El juicio señalado para este jueves en la Audiencia Provincial de Ourense ha vuelto a aplazarse por cuarta vez debido a la baja médica del abogado de uno de los cinco procesados —cuatro hombres y una mujer— acusados de distribuir sustancias estupefacientes en varios pisos de la ciudad. La nueva vista oral ha quedado fijada para el 22 de abril, a las 9.30 horas.

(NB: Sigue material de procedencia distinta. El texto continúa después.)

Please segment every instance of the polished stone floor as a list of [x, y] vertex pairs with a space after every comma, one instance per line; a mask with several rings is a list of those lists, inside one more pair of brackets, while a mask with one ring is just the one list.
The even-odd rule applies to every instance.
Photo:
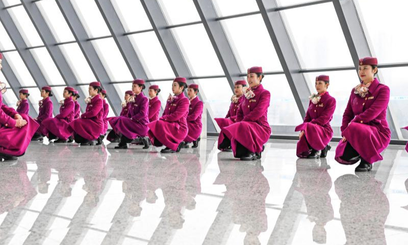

La sesión se desarrollará sin la comparecencia de uno de los encausados, sobre el que, según ha confirmado el Tribunal Superior de Xustiza de Galicia (TSXG), pesa una orden de búsqueda y captura tras haber sido declarado en rebeldía en el anterior intento de celebración del juicio.
En concreto, el Ministerio Fiscal reclama para cada uno de los cinco acusados una pena de 4 años y seis meses de prisión, además del abono de una multa de 200.000 euros. Para tres de ellos, de nacionalidad dominicana, se interesa la sustitución de dos tercios de la condena por la expulsión del territorio español durante un periodo de cinco años.
Investigación policial y detenciones
De acuerdo con el escrito de acusación, en julio de 2023 el grupo de estupefacientes de la Policía Judicial de Ourense detuvo a tres de los procesados tras mantener bajo vigilancia el edificio en el que operaban, después de recibir numerosas denuncias que señalaban el lugar como punto de venta de heroína y cocaína.
Los detenidos quedaron luego en libertad ante la "escasa cantidad de droga intervenida", momento en el que, según el fiscal, retomaron la actividad. Esta se basaba en la venta de microdosis de heroína a cinco euros, así como "manchado o rebujito", es decir, mezcla de cocaína y heroína, a diez euros, permitiendo el consumo a los drogodependientes dentro del propio inmueble.
Al percatarse de que volvían a estar bajo investigación, tres de los acusados optaron por trasladar el punto de venta a otra vivienda cercana y alquilaron además otro piso para utilizarlo como "narcosala". En este último realizaron obras de refuerzo en puertas y ventanas con la finalidad de "eludir las consecuencias de una posible intervención policial".
Durante el dispositivo de vigilancia, los agentes comprobaron que uno de los procesados acudía reiteradamente a la vivienda de su expareja, también acusada, "suponiendo acertadamente" que ese domicilio funcionaba como "guardería de la droga", desde donde el resto de implicados se encargaba de la distribución a través de los distintos pisos. En enero de 2024 ambos fueron arrestados cuando uno de ellos transportaba dos bolsas con 107,8 gramos de cocaína, valorados en 26.634 euros, y 48,536 gramos de heroína, tasados en 9.532 euros.
A raíz de estas detenciones se solicitó y practicó el registro del domicilio utilizado como "guardería", donde la Policía intervino siete bolsas: cinco de ellas con más de 470 gramos de cocaína, con un valor estimado de 119.092 euros; una sexta con más de 112 gramos de heroína, valorada en 21.727 euros; y una séptima con paracetamol y codeína.
Tras el registro, los investigadores concluyeron que uno de los acusados era quien se encargaba de abrir la vivienda y suministrar las dosis a los consumidores, percibiendo por ello una retribución diaria cercana a 80 euros.